Lessons Learned

I have a story to share and a couple of books to recommend in relation to the protests in support of actual equality for POC, especially BIPOC.

Books: In the Silences by Rachel Gold. This is a YA book about being an ally. One of the main characters is a non-binary white teen and the other is a black teen girl. The book is set in Minnesota, which has a long history of poor race relations cloaked in MN Nice. I once overheard a black man say he preferred living in the South because at least there he knew where he stood. At the time I did not understand. Now I understand much better. The book is eye-opening, especially for people like me raised in largely white towns with very little first-person understanding of race relations.CE7A5D17-730F-43D0-92C8-AB86EBF3FFAD

The second book is Waking Up White by Debby Irving. This has been described as introductory material. A book to help white people start a journey into discovering what we don’t understand about race. This is a book a friend recommended. It spoke to me. I recommended it to another friend and she suggested a small book club. Five of us would get together on a regular basis and discuss the book. We never made it through the whole book as a group. It started out great. Then three meetings in, suddenly people had conflicts and couldn’t attend. So it stopped. Another friend recommended it to her book club. Only half the members showed up for that discussion. None of us would actually call ourselves “racist”. 0FE85182-BB3C-43EF-A594-5E98316683DC

Had you asked me 30 years ago whether I was a racist, I would have said “no”. I was raised to treat people as individuals, without regard to the color of their skin. That was pretty progressive for New Hampshire in the ‘70s and ‘80s. Pretty easy, too. I could count on one hand the number of black people I knew.
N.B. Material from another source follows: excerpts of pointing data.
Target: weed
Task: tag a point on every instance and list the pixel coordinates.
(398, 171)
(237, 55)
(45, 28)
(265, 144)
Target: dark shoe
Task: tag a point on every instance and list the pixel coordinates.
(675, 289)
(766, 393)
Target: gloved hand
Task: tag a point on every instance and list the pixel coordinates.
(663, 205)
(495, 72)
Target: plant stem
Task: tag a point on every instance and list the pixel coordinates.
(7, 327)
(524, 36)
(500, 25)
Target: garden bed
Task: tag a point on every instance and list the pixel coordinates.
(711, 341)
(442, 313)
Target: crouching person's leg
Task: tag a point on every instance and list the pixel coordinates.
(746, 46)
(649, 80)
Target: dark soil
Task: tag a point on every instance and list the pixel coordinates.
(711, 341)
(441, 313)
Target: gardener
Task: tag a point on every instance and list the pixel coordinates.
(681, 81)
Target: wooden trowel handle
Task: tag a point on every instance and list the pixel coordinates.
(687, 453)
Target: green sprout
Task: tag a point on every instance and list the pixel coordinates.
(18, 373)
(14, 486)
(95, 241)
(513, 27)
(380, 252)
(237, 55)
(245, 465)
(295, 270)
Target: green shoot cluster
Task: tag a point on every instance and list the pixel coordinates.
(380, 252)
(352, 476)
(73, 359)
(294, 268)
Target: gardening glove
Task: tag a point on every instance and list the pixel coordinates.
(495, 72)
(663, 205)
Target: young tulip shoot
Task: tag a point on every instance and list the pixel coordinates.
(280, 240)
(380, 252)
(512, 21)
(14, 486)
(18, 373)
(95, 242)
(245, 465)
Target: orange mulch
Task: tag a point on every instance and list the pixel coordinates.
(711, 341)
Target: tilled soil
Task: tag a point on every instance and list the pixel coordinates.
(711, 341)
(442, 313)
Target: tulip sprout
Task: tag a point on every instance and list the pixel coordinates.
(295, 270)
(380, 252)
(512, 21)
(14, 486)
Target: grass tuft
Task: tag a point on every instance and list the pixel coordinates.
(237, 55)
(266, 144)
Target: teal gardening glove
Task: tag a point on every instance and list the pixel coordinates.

And most were adopted children of white couples. The one black person I knew best sat next to me in school. Jenny was black, but she was visually white. She had albinism. Her white parents had adopted several black children with special needs (Jenny, like most people with albinism was legally blind. She had thick glasses and could see enough to read if she held the paper close to face). They all attended my little Catholic school- I believe the only school in the area to mainstream students with certain special needs.

The one black adult on my radar was a man who I saw once a year. He led one of the children’s groups at the overwhelmingly white family camp my family attended.

I didn’t actually internalize how racist it is to “not see color” until a few years ago. Of course I had heard and read and thought I understood that the progressive values of my childhood were actually more harmful than helpful, but I didn’t truly understand. Until the day I accidentally hurt (and likely scared) a black man in my community all while being the kind, sunny (if shy) person I think I am. And this only happened about 10 or so years ago.

He and I were walking down the street in our small town, moving in opposite directions on the same sidewalk. I did not know him. We had never met. When he and his dog were about a block from me, we were all nearly run over by a passel of high school athletes out for their morning run. I stopped to chat when our paths crossed:

Me: Big friendly smile ”Yikes, a bit dangerous for a walk this morning.”

Him: indicating the dog “Oh, he’s perfectly friendly.”

Me: completely oblivious and working to reassure the man, more big friendly smile “Oh, I wasn’t talking about the dog.”

Him: weird look and bustles off with the dog.

Me: all the way to work- what was that look about? I mean, we were both nearly run over by 20 teenagers. I was connecting on that commonality. And completely oblivious to what it might mean for a black man to be approached by a white middle-aged woman with those words.

It took me an embarrassing amount of time to understand what I had accidentally done. Now I wonder how I could have been so stupid. Back then I watched for him so I could apologize. Of course, in the ten-ish years since, I have not seen him. And why would he ever come near me again?

I have had people offer me excuses when I tell the story. Say “it’s okay”. But it’s really not. And it will never be. And if I carry around the reminder of how much I hurt/scared another person while trying to have a friendly chat on common ground without acknowledging our uncommon ground, then maybe it will help me not hurt or scare someone again.



One comment

  1. I hadn’t heard of these two books, so I appreciate you mentioning them. It’s not easy to confront our white privilege and how deep we ingrained racism. I’ve been with my partner, a Black woman, for over 25 years, and I still catch myself saying or doing something racist. We can’t let our uncomfortable feelings, our white guilt, embarrassment, whatever, from stopping us from becoming better people, better allies. Thank you for your column.